Utilitarianism could be seen as being linked to democracy in terms of the old and common maxim “the greatest good for the greatest number”. Using this as a criteria for ethics could be used to justify majoritarianism because the precise definition of the term “good” is left up in the air so that whatever the majority happens to consider to be “good” is sanctioned. Afterall, the majority is “the greatest number”. The majority may certainly benefit and gain utility, wether it be in a purely psychological and emotional sense or in terms of material and physical well-being, prosperity and survival. But the criterion for justifying it is arbitrary and inconsistant, especially when terms such as “happiness” are employed. The means toward obtaining the utility are not taken into proper consideration. The end of utility or happiness for the majority is used to justify the means. What is not addressed is that there is a burden of proof on the majority to justify their means. The burden of proof always lies with those who assert authority, and a mere numbers game does not constitute a sufficient justification for authority. If explicit consent is used as a criterion for the burden of proof, then democracy and utilitarianism cannot ethically legitimise anything at all. It functions as little more then majoritarian hedonism. In the absence of explicit consent, democracy as a general principle is nothing but an arbitrary apologetic for slavery.

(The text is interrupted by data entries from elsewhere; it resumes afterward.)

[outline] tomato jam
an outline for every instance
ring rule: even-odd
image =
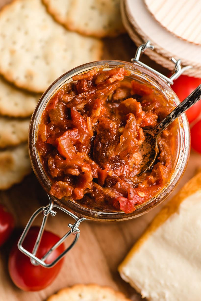
[[[143,129],[155,126],[173,107],[153,87],[128,80],[129,75],[123,68],[93,69],[73,76],[48,103],[36,147],[51,183],[50,193],[58,199],[129,213],[170,179],[175,123],[159,137],[151,169],[138,175]]]

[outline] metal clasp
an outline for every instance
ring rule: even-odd
[[[31,261],[33,264],[35,265],[40,265],[45,268],[51,268],[75,244],[79,236],[80,231],[79,228],[79,225],[80,223],[83,221],[88,220],[84,217],[79,218],[70,211],[64,209],[59,205],[54,203],[54,201],[49,196],[48,194],[48,195],[50,202],[49,205],[46,207],[42,207],[39,208],[32,216],[20,238],[17,244],[17,246],[19,250],[21,252],[22,252],[24,254],[30,258]],[[68,226],[70,228],[70,230],[62,237],[56,244],[53,246],[43,256],[42,258],[39,258],[36,256],[36,254],[37,253],[41,239],[42,238],[42,234],[45,229],[47,219],[50,214],[53,216],[56,215],[57,212],[53,210],[55,208],[57,208],[64,211],[72,217],[76,221],[73,225],[69,223]],[[43,217],[34,246],[32,253],[31,253],[25,249],[23,247],[22,245],[27,232],[31,226],[33,222],[36,217],[40,213],[42,213],[43,214]],[[51,253],[52,251],[57,248],[71,234],[74,235],[74,238],[72,242],[71,243],[70,245],[52,262],[48,264],[46,263],[45,261],[48,255]]]
[[[169,78],[167,77],[165,75],[164,75],[162,73],[156,71],[156,70],[150,67],[149,66],[146,65],[145,64],[144,64],[139,60],[141,54],[142,53],[144,52],[146,49],[149,48],[151,50],[153,50],[154,48],[154,46],[151,45],[150,41],[147,41],[145,44],[142,44],[139,46],[137,49],[135,58],[131,59],[131,61],[132,63],[138,64],[143,67],[147,68],[150,71],[155,73],[155,74],[157,74],[161,78],[167,82],[169,86],[172,85],[174,80],[178,78],[180,75],[182,74],[185,70],[193,68],[192,66],[184,66],[182,67],[181,66],[181,61],[180,59],[177,61],[174,57],[172,57],[171,59],[171,61],[175,64],[173,73]]]

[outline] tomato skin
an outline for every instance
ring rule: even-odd
[[[31,227],[25,238],[23,245],[29,252],[32,251],[39,229],[38,227]],[[36,254],[37,257],[41,258],[59,239],[55,234],[44,231]],[[17,243],[17,241],[14,244],[8,259],[8,271],[13,282],[18,287],[25,291],[39,290],[48,286],[59,272],[63,259],[50,268],[40,265],[35,266],[31,263],[29,257],[18,249]],[[52,252],[45,262],[52,262],[64,250],[62,244]]]
[[[174,81],[171,86],[179,98],[183,101],[193,90],[201,84],[201,79],[190,77],[187,75],[180,75]],[[190,123],[195,120],[201,113],[201,101],[199,101],[190,108],[186,112]]]
[[[14,226],[13,216],[6,208],[0,205],[0,247],[8,238]]]
[[[201,120],[194,124],[190,130],[192,148],[201,154]]]

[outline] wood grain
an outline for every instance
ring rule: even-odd
[[[1,0],[1,6],[7,2],[6,0]],[[129,61],[136,50],[127,35],[115,39],[106,39],[104,45],[104,59]],[[143,60],[159,71],[166,73],[165,69],[146,56]],[[191,154],[187,171],[176,190],[193,175],[196,167],[201,166],[200,159],[198,154]],[[43,301],[63,287],[76,283],[91,283],[110,286],[124,293],[133,301],[142,299],[135,290],[121,279],[117,267],[162,205],[145,215],[129,221],[83,222],[80,227],[81,234],[78,242],[66,256],[61,271],[56,279],[45,289],[30,292],[21,290],[11,281],[8,272],[8,254],[19,230],[24,227],[31,215],[39,207],[47,204],[47,195],[32,174],[20,184],[0,192],[0,202],[6,205],[13,214],[17,226],[11,239],[2,247],[0,252],[1,300]],[[40,221],[37,220],[36,224],[39,225]],[[55,217],[49,218],[47,229],[61,236],[68,230],[67,225],[70,222],[64,213],[58,212]]]

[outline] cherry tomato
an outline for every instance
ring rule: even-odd
[[[201,154],[201,120],[199,120],[194,125],[190,133],[192,148]]]
[[[5,207],[0,205],[0,246],[8,238],[14,225],[13,216]]]
[[[23,246],[32,252],[39,231],[39,227],[32,227],[29,230],[23,244]],[[36,253],[39,258],[42,256],[58,240],[57,235],[44,231]],[[47,268],[41,265],[32,265],[30,259],[18,249],[17,241],[14,244],[8,259],[8,271],[12,280],[17,286],[24,290],[35,291],[42,290],[53,281],[61,268],[62,259],[52,268]],[[53,251],[45,261],[51,262],[64,250],[63,244]]]
[[[180,75],[171,86],[181,101],[183,101],[201,84],[201,79]],[[189,123],[195,120],[201,113],[201,101],[199,101],[186,112]]]

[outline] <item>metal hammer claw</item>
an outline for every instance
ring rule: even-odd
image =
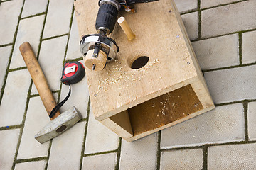
[[[19,50],[43,106],[48,114],[50,115],[52,109],[56,106],[56,102],[32,47],[28,42],[25,42],[21,45]],[[39,142],[43,143],[64,132],[81,118],[82,115],[75,107],[72,107],[62,114],[60,114],[60,111],[58,111],[50,118],[51,121],[35,135],[35,138]]]

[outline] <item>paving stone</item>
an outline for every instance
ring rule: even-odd
[[[73,0],[50,1],[43,38],[68,33]]]
[[[0,6],[0,45],[12,43],[23,0],[1,3]]]
[[[89,123],[85,140],[85,154],[97,153],[117,149],[119,137],[94,118],[90,109]]]
[[[256,62],[256,31],[242,33],[242,64]]]
[[[31,77],[27,69],[8,74],[0,106],[0,127],[22,123],[30,84]]]
[[[198,38],[198,12],[181,16],[186,30],[191,40]]]
[[[82,57],[79,45],[80,39],[78,34],[78,23],[75,15],[74,15],[68,42],[66,60],[76,59]]]
[[[174,0],[180,13],[197,8],[197,0]]]
[[[79,169],[85,122],[53,138],[47,169]],[[58,158],[58,159],[56,159]]]
[[[256,28],[256,1],[246,1],[202,11],[202,38]]]
[[[256,66],[242,67],[205,73],[215,103],[256,98]]]
[[[19,50],[19,46],[24,42],[28,42],[36,56],[42,32],[45,16],[32,17],[21,20],[14,52],[11,57],[10,69],[25,67],[26,64]],[[36,28],[36,29],[35,29]]]
[[[192,42],[202,69],[239,64],[238,35]]]
[[[19,129],[0,131],[1,169],[11,169],[19,133]]]
[[[68,86],[62,85],[60,101],[63,101],[68,93]],[[89,101],[89,90],[87,78],[85,76],[80,82],[71,85],[71,95],[68,101],[60,108],[60,111],[64,112],[75,106],[84,118],[87,116],[87,109]]]
[[[39,63],[53,91],[60,89],[65,47],[68,36],[59,37],[42,42],[39,54]],[[34,84],[31,94],[38,94]]]
[[[219,6],[223,4],[226,4],[232,2],[239,1],[239,0],[201,0],[201,8],[206,8],[215,6]]]
[[[26,0],[21,18],[46,12],[47,4],[48,0]]]
[[[157,133],[133,141],[122,140],[119,169],[156,169]]]
[[[56,98],[56,95],[54,96]],[[49,141],[41,144],[34,136],[50,122],[41,98],[33,97],[29,101],[24,129],[18,152],[18,159],[46,157]]]
[[[248,135],[249,140],[256,139],[256,102],[248,103]]]
[[[82,159],[82,169],[114,169],[116,159],[116,153],[85,157]]]
[[[197,146],[244,140],[242,103],[216,107],[215,110],[162,130],[162,148]]]
[[[201,149],[164,151],[160,169],[202,169],[203,159]]]
[[[44,170],[46,166],[46,161],[28,162],[16,164],[14,170]]]
[[[9,58],[10,57],[11,46],[0,47],[0,89],[4,85],[6,69],[7,68]]]
[[[208,169],[255,169],[256,144],[210,147]]]

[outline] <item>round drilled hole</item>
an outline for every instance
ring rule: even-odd
[[[58,128],[57,130],[56,130],[56,132],[58,133],[60,133],[60,132],[62,132],[64,130],[65,130],[67,128],[67,126],[66,125],[62,125],[60,126],[60,128]]]
[[[149,57],[146,56],[141,56],[136,59],[131,65],[132,69],[140,69],[145,66],[149,60]]]

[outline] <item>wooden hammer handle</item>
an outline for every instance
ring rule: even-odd
[[[21,45],[19,50],[32,77],[33,81],[39,93],[39,96],[46,108],[47,113],[50,115],[52,109],[56,106],[56,101],[49,88],[40,64],[36,58],[33,49],[28,42],[25,42]],[[60,114],[60,111],[58,111],[50,120],[57,118]]]

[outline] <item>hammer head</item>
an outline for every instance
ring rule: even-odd
[[[35,135],[35,138],[40,143],[46,142],[64,132],[81,118],[82,115],[78,110],[75,107],[72,107],[48,123]]]

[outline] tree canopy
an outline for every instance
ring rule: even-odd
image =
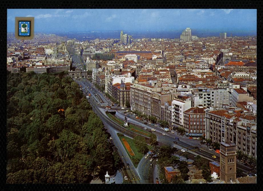
[[[89,183],[120,160],[102,122],[69,77],[7,77],[7,183]]]

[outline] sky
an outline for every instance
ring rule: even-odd
[[[256,31],[256,9],[8,9],[7,31],[16,17],[35,17],[35,32],[123,30]]]

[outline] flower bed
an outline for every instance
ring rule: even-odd
[[[126,147],[126,148],[127,149],[127,150],[128,151],[128,152],[129,152],[129,153],[130,153],[130,155],[131,155],[131,156],[135,156],[135,154],[134,154],[134,153],[133,152],[133,151],[132,151],[132,149],[131,149],[131,147],[130,146],[130,145],[129,144],[129,143],[127,142],[126,139],[125,138],[123,138],[121,139],[121,140],[122,140],[123,142],[123,143],[125,146],[125,147]]]

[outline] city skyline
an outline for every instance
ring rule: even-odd
[[[62,28],[69,32],[153,31],[187,27],[221,32],[256,31],[256,9],[24,9],[19,15],[19,10],[7,9],[8,32],[14,31],[15,18],[18,16],[34,17],[35,31],[43,32]]]

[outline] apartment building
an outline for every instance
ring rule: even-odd
[[[115,84],[113,86],[113,97],[120,103],[121,107],[125,107],[127,102],[130,102],[131,97],[130,83]]]
[[[172,102],[172,122],[173,125],[182,126],[184,124],[184,112],[191,107],[191,98],[178,96]]]
[[[131,110],[151,116],[152,94],[160,92],[161,89],[160,87],[153,86],[148,83],[134,83],[131,86]]]
[[[172,101],[169,101],[161,106],[161,120],[168,121],[172,127]]]
[[[170,93],[167,92],[156,92],[152,94],[151,97],[151,114],[158,119],[161,119],[161,106],[164,103],[169,101]]]
[[[256,117],[234,114],[225,110],[206,111],[206,137],[213,142],[228,140],[237,150],[256,158]]]
[[[205,136],[206,108],[202,105],[191,107],[184,112],[184,127],[188,133]]]

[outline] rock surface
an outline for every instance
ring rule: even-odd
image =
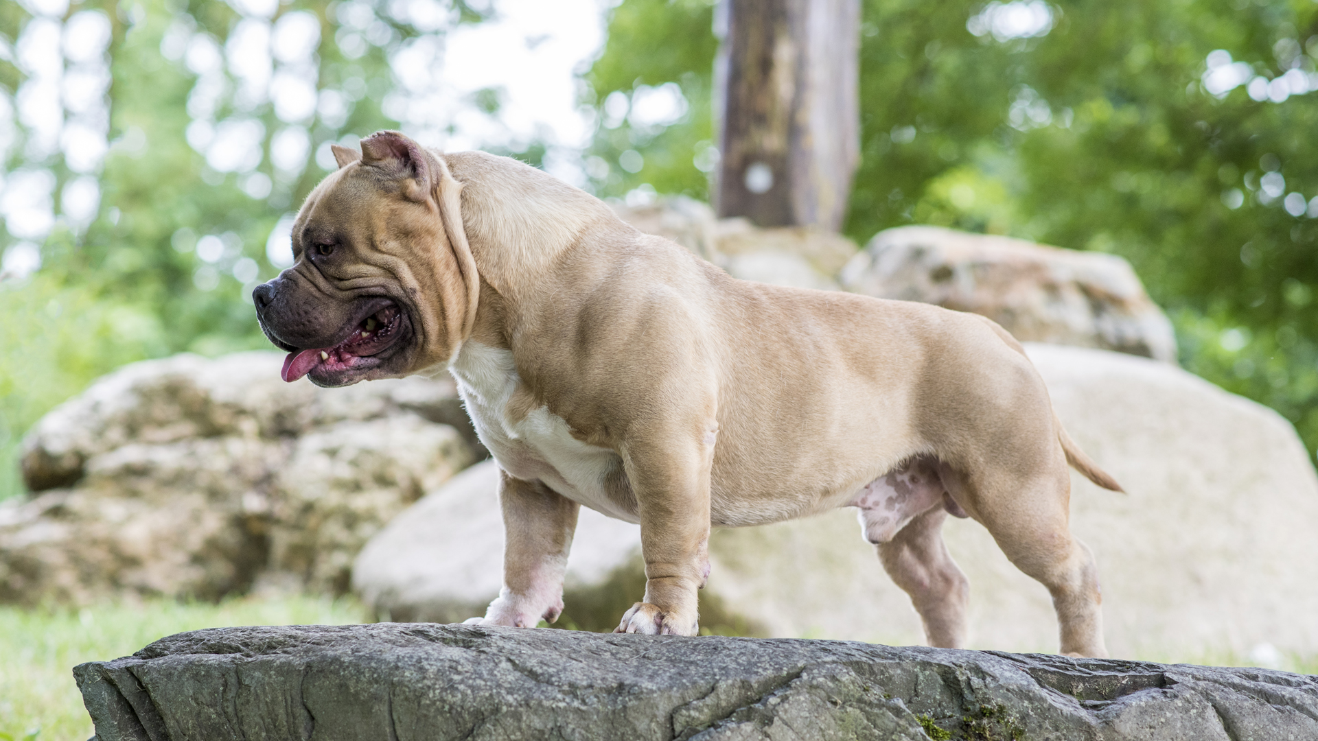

The idea that one has a right to participate in and have decision-making power over other people’s private relationships against their explicit consent is fundamentally contradictary to the concept of individual sovereignty and free association. A sovereign individual is one who is free from the imposition of third parties of people, including majorities. Noone else has an abstract entitlement to decision-making over the individual and the private relationships that they enter into. Only the individual has legitimate authority in decision-making over their own person. The only alternative to individual sovereignty or self-ownership, as Murray Rothbard once pointed out, is either for another individual to exercise decision-making over their person, which would create a master-slave relationship in which one person rules over another, or for the collective or everyone to exercise quotal ownership or decision-making over each other’s person, which would create an absurd scenario in which everyone attempts to own a quotal share of everyone else. Since this is practically impossible to realistically enforce, the communalist alternative, in practise, reduces to the first alternative of individual rulership, only in the name of the community or collective. Democracy is somewhere in between the two extremes of individual rulership and the mutual and universal slavery of everyone to eachother. Democracy is as close to the communalist ideal that a society can get, reducing to some combination of pure and numerical majoritarianism in which there is a mixed and somewhat dynamic network of master-slave relationships.